Record the number of individuals of each taxon you find in your lab notebook.
4.
Remove the animals with the soft forceps and place them in sample vials. Try to put similar animals into the same bottle.
5.
Make sure to account for 100 organisms from each sample.
6.
Exchange data with the same group(s) you obtained water chemistry data from
(if each group has two samples, you will have data from at least a total of four samples).
You will be writing a lab report that encompasses field sampling, water chemistry, and macroinvertebrate community analysis. The only analysis that we will not include is fecal coliform bacteria testing (which will be the subject of Homework Assignment 3).
In your report, as usual, you should include title, abstract, introduction, methods, results, discussion, and references (literature cited) sections. In addition to presenting your data , questions that you should address include:
Nutrients and abiotic factors: o Describe each measurement made, the results found (graphs may be helpful, especially when comparing the different areas sampled). Describe how these parameters can be used to draw inferences about watershed processes and water quality.

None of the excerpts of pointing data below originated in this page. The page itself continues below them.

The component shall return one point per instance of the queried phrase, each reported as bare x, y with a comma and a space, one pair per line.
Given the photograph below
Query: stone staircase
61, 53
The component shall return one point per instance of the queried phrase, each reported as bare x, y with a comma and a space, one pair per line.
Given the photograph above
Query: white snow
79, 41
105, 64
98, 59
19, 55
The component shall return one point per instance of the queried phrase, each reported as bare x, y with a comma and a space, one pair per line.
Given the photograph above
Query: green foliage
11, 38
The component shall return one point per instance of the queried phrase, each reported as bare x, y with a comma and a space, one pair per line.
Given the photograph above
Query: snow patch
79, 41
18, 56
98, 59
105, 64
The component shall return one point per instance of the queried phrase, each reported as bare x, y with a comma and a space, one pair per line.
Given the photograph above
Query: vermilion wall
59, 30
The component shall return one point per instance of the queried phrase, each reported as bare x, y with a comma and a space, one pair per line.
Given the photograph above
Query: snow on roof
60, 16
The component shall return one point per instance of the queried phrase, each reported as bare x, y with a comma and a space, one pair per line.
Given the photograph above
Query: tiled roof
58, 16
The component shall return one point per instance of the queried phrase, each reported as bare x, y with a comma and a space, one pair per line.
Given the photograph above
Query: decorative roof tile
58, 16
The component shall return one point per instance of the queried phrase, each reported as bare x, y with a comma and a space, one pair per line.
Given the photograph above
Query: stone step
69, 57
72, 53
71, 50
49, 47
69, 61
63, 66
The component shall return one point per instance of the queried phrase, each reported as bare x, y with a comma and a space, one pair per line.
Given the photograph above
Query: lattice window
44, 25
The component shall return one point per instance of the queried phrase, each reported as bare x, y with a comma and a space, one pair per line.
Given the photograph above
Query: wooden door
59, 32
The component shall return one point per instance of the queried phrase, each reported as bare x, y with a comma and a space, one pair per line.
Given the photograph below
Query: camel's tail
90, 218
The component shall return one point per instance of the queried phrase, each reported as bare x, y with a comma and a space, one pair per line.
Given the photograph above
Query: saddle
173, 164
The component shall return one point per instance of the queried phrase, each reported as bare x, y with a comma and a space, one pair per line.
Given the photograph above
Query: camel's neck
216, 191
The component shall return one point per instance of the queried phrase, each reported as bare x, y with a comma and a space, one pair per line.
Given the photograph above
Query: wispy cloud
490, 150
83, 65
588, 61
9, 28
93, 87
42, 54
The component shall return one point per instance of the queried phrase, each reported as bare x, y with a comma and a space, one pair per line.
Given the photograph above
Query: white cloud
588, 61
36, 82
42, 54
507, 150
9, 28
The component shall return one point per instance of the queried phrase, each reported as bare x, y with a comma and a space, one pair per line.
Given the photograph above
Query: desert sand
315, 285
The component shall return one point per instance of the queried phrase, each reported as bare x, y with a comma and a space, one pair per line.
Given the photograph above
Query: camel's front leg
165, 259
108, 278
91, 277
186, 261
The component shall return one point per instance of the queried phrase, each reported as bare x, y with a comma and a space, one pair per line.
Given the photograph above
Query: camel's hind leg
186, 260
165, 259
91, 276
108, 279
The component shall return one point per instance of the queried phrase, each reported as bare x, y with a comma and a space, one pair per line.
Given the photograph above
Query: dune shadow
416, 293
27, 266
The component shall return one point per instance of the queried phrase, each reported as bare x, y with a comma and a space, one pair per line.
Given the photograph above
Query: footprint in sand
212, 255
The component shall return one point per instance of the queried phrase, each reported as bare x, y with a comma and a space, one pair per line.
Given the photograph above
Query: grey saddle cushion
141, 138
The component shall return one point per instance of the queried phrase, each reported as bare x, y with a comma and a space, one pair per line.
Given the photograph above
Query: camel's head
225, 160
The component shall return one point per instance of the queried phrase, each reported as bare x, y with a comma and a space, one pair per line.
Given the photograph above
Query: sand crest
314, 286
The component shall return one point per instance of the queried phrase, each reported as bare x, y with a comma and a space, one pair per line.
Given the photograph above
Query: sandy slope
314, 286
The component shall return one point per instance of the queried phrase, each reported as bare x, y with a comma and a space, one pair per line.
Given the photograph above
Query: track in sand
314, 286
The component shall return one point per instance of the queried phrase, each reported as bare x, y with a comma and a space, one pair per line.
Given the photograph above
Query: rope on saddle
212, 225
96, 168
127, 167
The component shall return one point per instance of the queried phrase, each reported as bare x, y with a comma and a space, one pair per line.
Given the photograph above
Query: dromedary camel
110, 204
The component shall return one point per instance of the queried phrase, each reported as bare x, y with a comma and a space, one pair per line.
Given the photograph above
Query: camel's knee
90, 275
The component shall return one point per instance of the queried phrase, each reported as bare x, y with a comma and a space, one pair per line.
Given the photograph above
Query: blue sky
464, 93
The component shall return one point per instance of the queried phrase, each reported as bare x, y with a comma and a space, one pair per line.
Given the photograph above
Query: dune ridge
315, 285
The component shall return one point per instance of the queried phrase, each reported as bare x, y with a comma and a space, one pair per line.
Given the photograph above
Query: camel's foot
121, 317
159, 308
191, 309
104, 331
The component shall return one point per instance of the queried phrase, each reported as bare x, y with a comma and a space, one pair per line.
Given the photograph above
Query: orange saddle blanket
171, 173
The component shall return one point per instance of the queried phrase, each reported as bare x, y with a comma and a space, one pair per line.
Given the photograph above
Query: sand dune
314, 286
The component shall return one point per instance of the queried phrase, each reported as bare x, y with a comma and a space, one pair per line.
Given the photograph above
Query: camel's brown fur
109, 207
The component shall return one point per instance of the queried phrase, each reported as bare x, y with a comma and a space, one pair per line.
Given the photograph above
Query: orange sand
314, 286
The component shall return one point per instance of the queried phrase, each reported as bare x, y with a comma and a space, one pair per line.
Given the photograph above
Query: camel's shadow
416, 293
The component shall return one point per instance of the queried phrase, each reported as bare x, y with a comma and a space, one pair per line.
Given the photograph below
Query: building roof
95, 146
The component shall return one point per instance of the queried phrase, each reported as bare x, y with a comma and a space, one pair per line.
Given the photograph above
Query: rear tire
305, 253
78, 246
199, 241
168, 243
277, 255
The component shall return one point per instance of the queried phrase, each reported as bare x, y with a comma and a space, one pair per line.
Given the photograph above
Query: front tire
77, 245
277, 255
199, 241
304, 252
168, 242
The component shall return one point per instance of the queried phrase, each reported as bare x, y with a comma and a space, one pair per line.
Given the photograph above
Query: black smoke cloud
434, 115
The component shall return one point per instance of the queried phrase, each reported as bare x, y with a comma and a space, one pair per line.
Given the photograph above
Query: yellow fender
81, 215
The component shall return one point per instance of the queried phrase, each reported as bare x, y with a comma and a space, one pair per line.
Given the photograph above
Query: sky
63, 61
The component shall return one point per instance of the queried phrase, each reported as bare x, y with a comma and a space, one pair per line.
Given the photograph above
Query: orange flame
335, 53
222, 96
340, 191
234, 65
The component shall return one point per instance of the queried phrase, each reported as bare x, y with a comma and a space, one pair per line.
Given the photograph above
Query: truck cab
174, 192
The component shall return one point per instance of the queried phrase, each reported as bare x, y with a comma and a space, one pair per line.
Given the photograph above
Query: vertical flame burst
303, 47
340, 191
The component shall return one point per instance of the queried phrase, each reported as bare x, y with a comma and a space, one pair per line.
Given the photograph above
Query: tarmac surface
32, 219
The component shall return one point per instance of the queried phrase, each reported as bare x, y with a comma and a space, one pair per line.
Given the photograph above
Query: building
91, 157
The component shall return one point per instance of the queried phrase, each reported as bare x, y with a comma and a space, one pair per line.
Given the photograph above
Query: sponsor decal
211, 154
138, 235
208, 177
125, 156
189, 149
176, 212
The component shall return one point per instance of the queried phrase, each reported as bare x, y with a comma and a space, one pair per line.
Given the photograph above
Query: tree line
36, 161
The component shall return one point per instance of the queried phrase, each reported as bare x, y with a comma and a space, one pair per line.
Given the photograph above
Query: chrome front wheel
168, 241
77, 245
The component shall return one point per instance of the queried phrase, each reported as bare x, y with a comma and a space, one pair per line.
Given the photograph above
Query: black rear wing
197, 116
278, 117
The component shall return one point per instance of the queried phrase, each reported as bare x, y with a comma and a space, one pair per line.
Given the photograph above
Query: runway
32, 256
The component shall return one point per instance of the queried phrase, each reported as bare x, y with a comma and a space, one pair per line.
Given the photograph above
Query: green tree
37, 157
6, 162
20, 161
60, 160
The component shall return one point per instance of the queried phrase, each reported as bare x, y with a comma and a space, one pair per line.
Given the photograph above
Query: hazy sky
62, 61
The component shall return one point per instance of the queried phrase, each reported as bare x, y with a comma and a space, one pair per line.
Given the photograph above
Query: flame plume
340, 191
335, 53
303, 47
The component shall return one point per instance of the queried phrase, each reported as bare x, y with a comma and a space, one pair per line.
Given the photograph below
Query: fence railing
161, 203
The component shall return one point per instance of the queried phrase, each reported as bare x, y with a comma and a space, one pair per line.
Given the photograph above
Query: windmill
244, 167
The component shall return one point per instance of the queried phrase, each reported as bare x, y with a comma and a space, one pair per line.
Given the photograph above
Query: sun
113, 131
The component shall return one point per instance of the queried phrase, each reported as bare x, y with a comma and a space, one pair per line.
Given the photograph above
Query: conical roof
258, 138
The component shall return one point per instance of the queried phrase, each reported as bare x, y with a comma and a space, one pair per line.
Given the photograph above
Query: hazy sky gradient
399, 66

Macroinvertebrate community analysis: o Why is macroinvertebrate community analysis useful in assessing water quality? o Calculate the species richness and Simpson’s diversity index and plot rank-abundance curves for communities from three areas sampled. o Use species diversity indices and graphs to describe and compare macroinvertebrate community composition at different sites. Which sites had higher diversity? Why? o Did you find indicator organisms? If so, which ones and what types of ecological conditions do their presences indicate?